L'atout maître de ces équipes est la Garra. Dans le rugby latino, la Garra, c’est le don de soi, cette capacité à aller de l’avant, quel que soit le scénario du match, y compris dans les temps faibles. À l’origine, le mot désigne la patte au cuir épais et aux griffes acérées de l’iguane, animal que l’on trouve à peu près partout en Amérique latine. Et cet état d’esprit, les Chiliens en ont fait preuve, en marquant le premier essai de cette Coupe face au Japon. Même chose pour les Uruguayens contre la France jeudi soir.

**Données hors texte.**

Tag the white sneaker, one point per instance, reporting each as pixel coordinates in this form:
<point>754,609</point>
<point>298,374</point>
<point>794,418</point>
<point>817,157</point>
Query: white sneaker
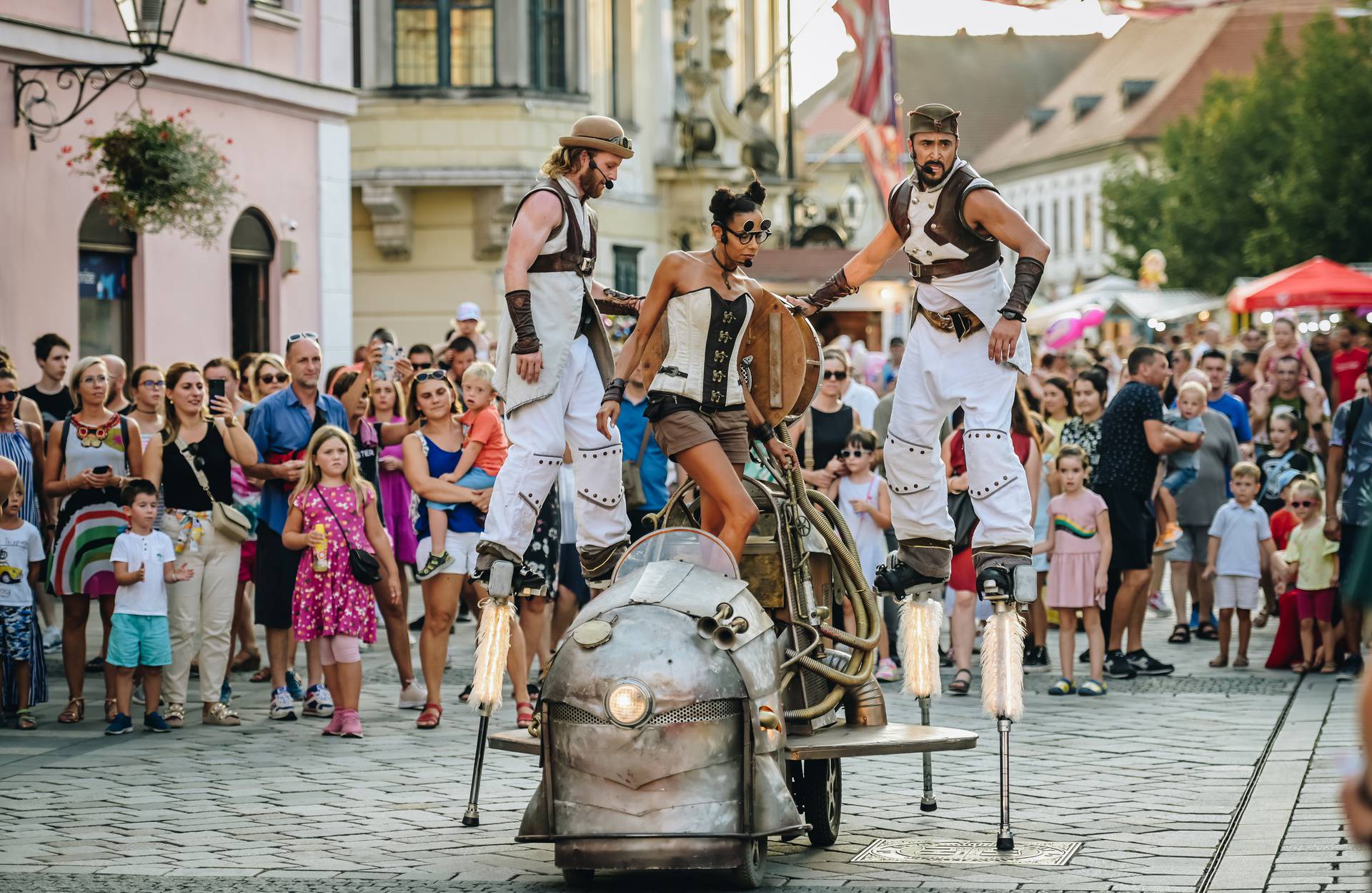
<point>413,697</point>
<point>282,707</point>
<point>319,701</point>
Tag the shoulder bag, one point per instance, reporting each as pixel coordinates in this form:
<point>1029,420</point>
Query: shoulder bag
<point>367,568</point>
<point>227,520</point>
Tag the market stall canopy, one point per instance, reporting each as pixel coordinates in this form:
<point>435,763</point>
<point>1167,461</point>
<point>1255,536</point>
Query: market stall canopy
<point>1318,283</point>
<point>1138,303</point>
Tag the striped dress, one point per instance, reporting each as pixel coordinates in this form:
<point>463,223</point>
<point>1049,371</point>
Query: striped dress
<point>89,520</point>
<point>14,446</point>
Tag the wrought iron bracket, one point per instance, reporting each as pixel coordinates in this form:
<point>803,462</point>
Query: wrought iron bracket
<point>89,83</point>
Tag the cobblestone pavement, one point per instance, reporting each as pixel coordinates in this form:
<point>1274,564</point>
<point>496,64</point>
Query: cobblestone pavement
<point>1202,781</point>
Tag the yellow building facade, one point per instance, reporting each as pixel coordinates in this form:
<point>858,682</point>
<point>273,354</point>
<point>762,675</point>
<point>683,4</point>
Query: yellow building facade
<point>460,102</point>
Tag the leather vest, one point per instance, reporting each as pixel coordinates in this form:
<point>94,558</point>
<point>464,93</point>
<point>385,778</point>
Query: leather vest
<point>947,225</point>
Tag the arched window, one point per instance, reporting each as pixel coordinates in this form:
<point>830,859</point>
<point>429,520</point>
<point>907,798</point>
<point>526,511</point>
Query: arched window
<point>104,285</point>
<point>252,250</point>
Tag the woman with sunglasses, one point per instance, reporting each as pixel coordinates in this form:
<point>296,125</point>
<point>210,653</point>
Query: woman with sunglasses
<point>92,453</point>
<point>199,442</point>
<point>703,416</point>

Chaque équipe sud-américaine à sa propre définition de la Garra. Les Argentins l’expérimentent depuis la toute première Coupe du monde, en 1987. Ils n’ont jamais depuis manqué une seule édition et sont longtemps restés les bêtes noires des Français, par exemple lors de leur coup d’éclat au stade de France pendant la Coupe du monde 2007. Les Pumas argentins sont d’ailleurs les locomotives du Súper Rugby Américas, qui réunit les meilleures franchises du continent. Cette petite équipe latino est parvenue à s’imposer entre les deux hémisphères du rugby mondial.

L'ombre de Che Guevara

Son succès est aussi peut-être dû au parcours d’un jeune souffreteux de 14 ans, devenu légende révolutionnaire : Ernesto Guevara. Le Che, fondateur en 1951 de la revue Tackle ("plaquage"), fut joueur universitaire sous la direction d'un entraîneur irlandais à San Isidro, qui se souvient : "J’ai entraîné Ernesto Guevara pendant trois ans. Il avait un problème de respiration, c’était de l’asthme et j’ai dû le mettre à l’aile, sur le bord de la touche, pour qu’il soit plus près de ses médicaments. Il adorait jouer au rugby, il avait du talent, il était agressif, il plaquait très fort."

Il y a peut-être quelque chose de révolutionnaire dans ce rugby latino. Augustín Pichot, ancien capitaine argentin et ancien vice-président de la fédération internationale, disait du Che : "Je vois un lien entre son amour du rugby et le nôtre, entre son désir de changer le monde et notre désir d’être reconnus."